Le Secrétaire général a nommé M. El-Ghassim Wane, de la Mauritanie, en tant que Représentant spécial et Chef de la Mission multidimensionnelle intégrée des Nations Unies pour la stabilisation au Mali (MINUSMA).

Il occupait auparavant un poste de direction au sein du Département du maintien de la paix, avant de travailler plus récemment pour l’Union africaine.  Il succède à M. Annadif Khatir Mahamat Saleh, du Tchad, à qui Secrétaire général exprime sa reconnaissance pour sa contribution inestimable aux efforts de paix et de réconciliation au Mali.

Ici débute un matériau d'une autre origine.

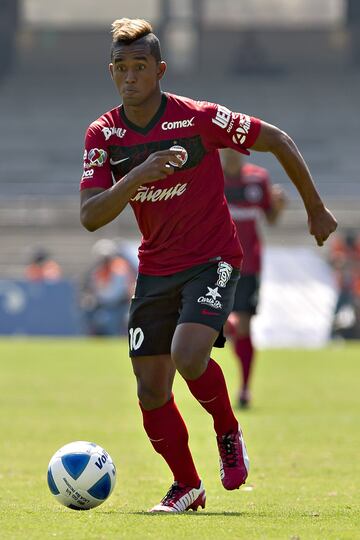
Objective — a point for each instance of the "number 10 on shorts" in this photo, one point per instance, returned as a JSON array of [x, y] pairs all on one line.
[[136, 337]]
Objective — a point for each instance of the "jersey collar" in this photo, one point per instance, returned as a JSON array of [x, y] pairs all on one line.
[[152, 122]]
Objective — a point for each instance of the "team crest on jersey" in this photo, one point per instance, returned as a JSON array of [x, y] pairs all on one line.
[[96, 158], [253, 193], [242, 131], [224, 270], [118, 132]]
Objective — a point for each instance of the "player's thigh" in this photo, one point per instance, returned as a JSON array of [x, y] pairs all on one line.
[[154, 311], [154, 376], [191, 347]]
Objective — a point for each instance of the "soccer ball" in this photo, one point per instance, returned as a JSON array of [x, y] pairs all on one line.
[[81, 475]]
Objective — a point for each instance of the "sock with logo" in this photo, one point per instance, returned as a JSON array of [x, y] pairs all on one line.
[[168, 434], [245, 352], [211, 392]]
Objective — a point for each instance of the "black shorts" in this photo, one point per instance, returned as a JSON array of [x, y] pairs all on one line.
[[247, 294], [201, 294]]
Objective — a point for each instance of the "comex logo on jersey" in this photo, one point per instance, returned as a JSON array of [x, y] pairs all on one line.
[[119, 132], [189, 122]]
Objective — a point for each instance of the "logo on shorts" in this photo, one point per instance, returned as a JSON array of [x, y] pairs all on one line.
[[210, 299], [224, 270], [136, 338], [96, 157]]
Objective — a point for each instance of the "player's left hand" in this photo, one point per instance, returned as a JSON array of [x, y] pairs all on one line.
[[321, 224]]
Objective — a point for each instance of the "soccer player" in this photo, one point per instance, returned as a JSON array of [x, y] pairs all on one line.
[[250, 195], [158, 152]]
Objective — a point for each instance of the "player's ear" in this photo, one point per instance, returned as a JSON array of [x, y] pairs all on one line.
[[161, 69]]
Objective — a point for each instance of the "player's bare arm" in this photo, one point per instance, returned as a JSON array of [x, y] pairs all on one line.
[[278, 203], [321, 222], [99, 207]]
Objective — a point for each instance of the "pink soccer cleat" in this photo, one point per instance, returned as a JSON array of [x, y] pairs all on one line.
[[181, 498], [234, 461]]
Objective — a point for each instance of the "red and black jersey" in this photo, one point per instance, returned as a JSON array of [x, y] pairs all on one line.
[[249, 196], [184, 219]]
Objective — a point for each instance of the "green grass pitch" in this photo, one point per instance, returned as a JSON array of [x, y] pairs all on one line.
[[302, 436]]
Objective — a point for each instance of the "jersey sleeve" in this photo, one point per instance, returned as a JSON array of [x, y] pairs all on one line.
[[222, 128], [96, 171]]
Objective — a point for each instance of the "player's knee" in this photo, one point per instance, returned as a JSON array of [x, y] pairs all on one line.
[[152, 398]]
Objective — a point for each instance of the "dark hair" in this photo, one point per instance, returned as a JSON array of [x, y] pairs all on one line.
[[126, 31]]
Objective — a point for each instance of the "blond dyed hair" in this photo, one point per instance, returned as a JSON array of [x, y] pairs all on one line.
[[129, 30], [126, 31]]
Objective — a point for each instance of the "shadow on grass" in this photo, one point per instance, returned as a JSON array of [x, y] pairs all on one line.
[[194, 514]]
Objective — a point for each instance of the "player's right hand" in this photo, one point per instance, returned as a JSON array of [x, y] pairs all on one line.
[[321, 224], [157, 167]]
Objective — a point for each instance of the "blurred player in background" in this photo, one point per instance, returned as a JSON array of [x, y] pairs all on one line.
[[249, 194], [107, 290], [42, 267], [158, 152], [344, 257]]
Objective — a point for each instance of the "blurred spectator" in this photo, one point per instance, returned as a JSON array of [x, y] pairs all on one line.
[[107, 290], [250, 195], [345, 260], [42, 267]]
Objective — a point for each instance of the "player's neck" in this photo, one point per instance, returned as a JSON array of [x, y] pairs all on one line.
[[141, 115]]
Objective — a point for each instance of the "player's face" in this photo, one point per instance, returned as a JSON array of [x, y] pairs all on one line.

Centre d’actualités/Enquête des Nations Unies

Le Centre d’actualités des Nations Unies souhaite que les correspondants de presse participent à une enquête qui commence aujourd’hui et se poursuivra jusqu’au 5 avril.  Le Département de la communication globale mènera son enquête afin de comprendre comment l’ONU répond aux besoins des utilisateurs et d’identifier les domaines à améliorer.  L’enquête est disponible dans toutes les langues de l’ONU ainsi qu’en hindi, en kiswahili et en portugais.

Contributions financières

Trois pays –les Bahamas, les Fidji et la Micronésie- se sont acquittés de l’intégralité de leur contribution portant à 73 le nombre d’États Membres à l’avoir fait.

À l’intention des organes d’information • Document non officiel.